The real pity of it is that given the rate of catastrophic spills, as opposed to character adding stains, someday there won’t be any more of the one true haggadah—-the Maxwell House version.
Jokes aside, The Maxwell House Haggadah is one of the oldest examples of free ad-supported content decimating the market for quality content while expanding access. Everyone had MH's free Hagaddah, so most people never bothered to seek out an alternative that better suits their spiritual values, and probably turned off a segment of a generation of people from being interested in Passover and Judaism, but people who weren't going to pay ever still got something to sustain their Jewish practice.
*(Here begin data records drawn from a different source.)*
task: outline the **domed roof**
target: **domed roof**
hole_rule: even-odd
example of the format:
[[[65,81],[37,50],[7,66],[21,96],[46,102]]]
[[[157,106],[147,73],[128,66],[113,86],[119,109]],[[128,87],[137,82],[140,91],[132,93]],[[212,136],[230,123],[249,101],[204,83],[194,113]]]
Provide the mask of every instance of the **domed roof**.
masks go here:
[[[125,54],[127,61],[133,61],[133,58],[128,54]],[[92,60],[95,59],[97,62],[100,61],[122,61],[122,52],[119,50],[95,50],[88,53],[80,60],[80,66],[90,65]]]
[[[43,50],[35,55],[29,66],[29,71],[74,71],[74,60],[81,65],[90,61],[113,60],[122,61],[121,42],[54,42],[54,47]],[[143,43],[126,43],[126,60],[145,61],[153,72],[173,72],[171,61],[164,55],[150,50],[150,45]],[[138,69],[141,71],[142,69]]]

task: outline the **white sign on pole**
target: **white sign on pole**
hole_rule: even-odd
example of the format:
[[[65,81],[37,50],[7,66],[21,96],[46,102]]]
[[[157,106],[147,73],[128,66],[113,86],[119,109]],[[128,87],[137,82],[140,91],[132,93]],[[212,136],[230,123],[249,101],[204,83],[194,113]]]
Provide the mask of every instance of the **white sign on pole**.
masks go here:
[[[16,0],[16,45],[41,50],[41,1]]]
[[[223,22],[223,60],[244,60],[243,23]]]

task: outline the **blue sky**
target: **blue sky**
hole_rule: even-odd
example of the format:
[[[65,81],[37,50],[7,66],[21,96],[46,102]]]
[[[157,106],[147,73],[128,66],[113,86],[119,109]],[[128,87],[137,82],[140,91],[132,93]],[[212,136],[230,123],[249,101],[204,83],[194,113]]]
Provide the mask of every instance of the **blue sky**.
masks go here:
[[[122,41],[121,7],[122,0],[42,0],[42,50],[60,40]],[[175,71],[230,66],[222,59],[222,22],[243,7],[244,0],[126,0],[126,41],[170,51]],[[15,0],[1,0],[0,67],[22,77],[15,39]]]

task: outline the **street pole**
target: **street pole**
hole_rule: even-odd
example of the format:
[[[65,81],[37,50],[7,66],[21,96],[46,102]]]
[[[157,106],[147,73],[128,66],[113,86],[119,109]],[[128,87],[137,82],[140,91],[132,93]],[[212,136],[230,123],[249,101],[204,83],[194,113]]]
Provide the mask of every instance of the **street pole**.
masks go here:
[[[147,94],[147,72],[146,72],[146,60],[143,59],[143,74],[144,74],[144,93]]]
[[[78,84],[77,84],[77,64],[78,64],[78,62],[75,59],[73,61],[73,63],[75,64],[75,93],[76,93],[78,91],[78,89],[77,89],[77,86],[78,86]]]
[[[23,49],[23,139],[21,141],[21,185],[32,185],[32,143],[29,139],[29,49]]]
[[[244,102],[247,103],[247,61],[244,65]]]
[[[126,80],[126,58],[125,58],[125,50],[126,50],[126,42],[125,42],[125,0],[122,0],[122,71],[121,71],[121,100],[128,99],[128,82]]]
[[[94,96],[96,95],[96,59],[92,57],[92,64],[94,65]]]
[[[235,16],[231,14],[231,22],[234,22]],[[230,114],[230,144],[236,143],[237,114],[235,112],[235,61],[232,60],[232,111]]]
All this beyond the fundamental tackiness of a major religious artifact having corporate branding.
I was playing the original comments for laughs, but the MH haggadah is want I want out of a haggadah and am I fairly sad that it or something nearly identical doesn't exist anymore.
I don't want huge swaths cut out; I like the archaic English (the Hebrew is archaic); I don't want little asides about how the story of the exodus rings true today because it's just like the Jews stuck behind the iron curtain or apartheid South Africa or oppressed racial minorities in the US.
I just want more or less the same haggadah that my ancestors used with a translation so I can follow along in a language I understand. If we aren't getting a lot of value out of a discussion of how and an extra comma means one hundred plagues at the red sea, we can choose to skip that part ourselves.
This is the primary culprit in my experience and is what is responsible for the small, pea sized stains as it never seems to want to stay together precisely as you're transporting it to your plate.